Are you in love and ready to pop the question? Once you have that perfect proposal planned, the only thing left to do is buy the ring. Choosing the ring itself is a formidable task on its own, but financing that ring can also be a major cause of stress. But don’t fret – we’ll tell you everything you need to know about financing an engagement ring.
How much will it cost?
Many jewelers will tell you that the engagement ring should cost you three paychecks. The average engagement ring costs about $5,200 and almost 12% of couples reported that they spent over $8,000. However, the amount you spend on the ring is a personal choice and you should only spend within your comfort level.
How can I find a good deal?
Shop for diamonds that are just below a common threshold. For example, if you are looking for a 1.0 carat diamond, consider buying a .90 carat diamond. The aesthetic difference is not very noticeable, and you could save around $1000. In addition, consider buying the loose diamond by itself, and purchasing the setting separately. This can help you make sure you are getting exactly what you want, and also not paying additional costs for “convenience.”
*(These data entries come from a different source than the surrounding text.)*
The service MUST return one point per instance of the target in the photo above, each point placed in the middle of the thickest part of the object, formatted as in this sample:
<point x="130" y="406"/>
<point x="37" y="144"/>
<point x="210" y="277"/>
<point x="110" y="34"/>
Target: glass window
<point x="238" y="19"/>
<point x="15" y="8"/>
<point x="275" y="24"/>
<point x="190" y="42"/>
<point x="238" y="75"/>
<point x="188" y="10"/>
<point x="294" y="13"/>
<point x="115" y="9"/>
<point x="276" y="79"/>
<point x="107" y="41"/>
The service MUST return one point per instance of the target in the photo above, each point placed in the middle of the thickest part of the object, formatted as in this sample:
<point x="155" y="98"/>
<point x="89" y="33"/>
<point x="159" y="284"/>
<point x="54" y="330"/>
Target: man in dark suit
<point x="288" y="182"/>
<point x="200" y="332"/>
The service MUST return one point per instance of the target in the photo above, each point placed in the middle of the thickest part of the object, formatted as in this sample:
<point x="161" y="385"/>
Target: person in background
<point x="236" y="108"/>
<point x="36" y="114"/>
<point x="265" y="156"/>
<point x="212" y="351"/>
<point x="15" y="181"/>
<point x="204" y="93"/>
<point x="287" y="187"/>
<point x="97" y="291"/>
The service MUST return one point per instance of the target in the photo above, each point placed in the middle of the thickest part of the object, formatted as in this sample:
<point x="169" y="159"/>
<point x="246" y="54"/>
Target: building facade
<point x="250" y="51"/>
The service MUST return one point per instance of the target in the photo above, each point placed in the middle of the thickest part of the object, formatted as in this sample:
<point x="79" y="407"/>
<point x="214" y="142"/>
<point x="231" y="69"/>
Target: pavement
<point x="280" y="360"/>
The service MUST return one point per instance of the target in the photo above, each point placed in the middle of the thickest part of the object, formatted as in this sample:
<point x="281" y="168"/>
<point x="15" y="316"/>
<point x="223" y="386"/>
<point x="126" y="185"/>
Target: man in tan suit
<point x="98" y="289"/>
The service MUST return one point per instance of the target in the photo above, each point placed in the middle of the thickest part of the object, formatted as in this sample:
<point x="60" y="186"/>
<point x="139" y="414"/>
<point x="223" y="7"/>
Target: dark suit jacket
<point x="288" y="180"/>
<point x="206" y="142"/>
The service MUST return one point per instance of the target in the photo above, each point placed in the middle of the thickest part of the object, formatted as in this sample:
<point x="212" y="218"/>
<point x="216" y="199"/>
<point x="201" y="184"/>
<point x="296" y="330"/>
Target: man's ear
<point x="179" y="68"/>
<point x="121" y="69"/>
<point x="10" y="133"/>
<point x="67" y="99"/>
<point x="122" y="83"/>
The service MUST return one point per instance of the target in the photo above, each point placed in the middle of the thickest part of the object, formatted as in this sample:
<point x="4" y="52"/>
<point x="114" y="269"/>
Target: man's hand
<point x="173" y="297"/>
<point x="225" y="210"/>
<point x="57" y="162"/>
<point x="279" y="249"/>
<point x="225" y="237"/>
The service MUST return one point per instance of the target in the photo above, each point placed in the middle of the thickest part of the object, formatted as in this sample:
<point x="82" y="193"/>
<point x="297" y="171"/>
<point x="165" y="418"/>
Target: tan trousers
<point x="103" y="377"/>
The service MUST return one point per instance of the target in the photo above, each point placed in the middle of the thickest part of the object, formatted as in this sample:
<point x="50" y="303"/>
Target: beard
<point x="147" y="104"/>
Do some research and use the internet! There are many websites that will help you identify the size and style of ring you want, and the going rate you can expect to pay for it at the jewelry store. This knowledge can help you negotiate with the jeweler – don’t settle for the sticker price unless you know it is already a fair price.
How will I pay for it?
Many jewelry companies offer 0% interest for the first 12 months, but can charge around 25-29% interest if the debt is not paid off in full within the first 12 months. This could cost you much more than you originally anticipated if you fall behind in your payments.
In addition, you should be aware that applying for financing will add an inquiry on your credit report. If you accept the financing, you will also have a new account with a balance on your credit report. Both of these instances could have a negative effect on your credit score, which can affect your ability to secure additional credit in the future. This is something you keep in mind if you and your new fiancé hope to buy a home together soon.
What are my options if I don’t want to apply for jewelry store financing?
Another option to avoid paying the 25-29% interest rate after 12 months would be to finance the ring at 0% and then use a lower rate balance transfer to pay off the balance before the 12 months are over. This strategy can have unforeseen consequences, so be sure you do your research.
Alternatively, consider paying cash. If you have the time, plan ahead and begin to put money into a savings account each month until you’ve reached the desired amount. You could also opt to purchase a less expensive ring now, and purchase an upgrade for a special occasion – such as your fifth or tenth wedding anniversary. Also, buying a more conservative ring will allow you to save for another big expense coming up in your near future: the wedding.
Yes, purchasing an engagement ring can be nerve-wracking, but not with the proper knowledge and preparation. Good luck, and happy shopping!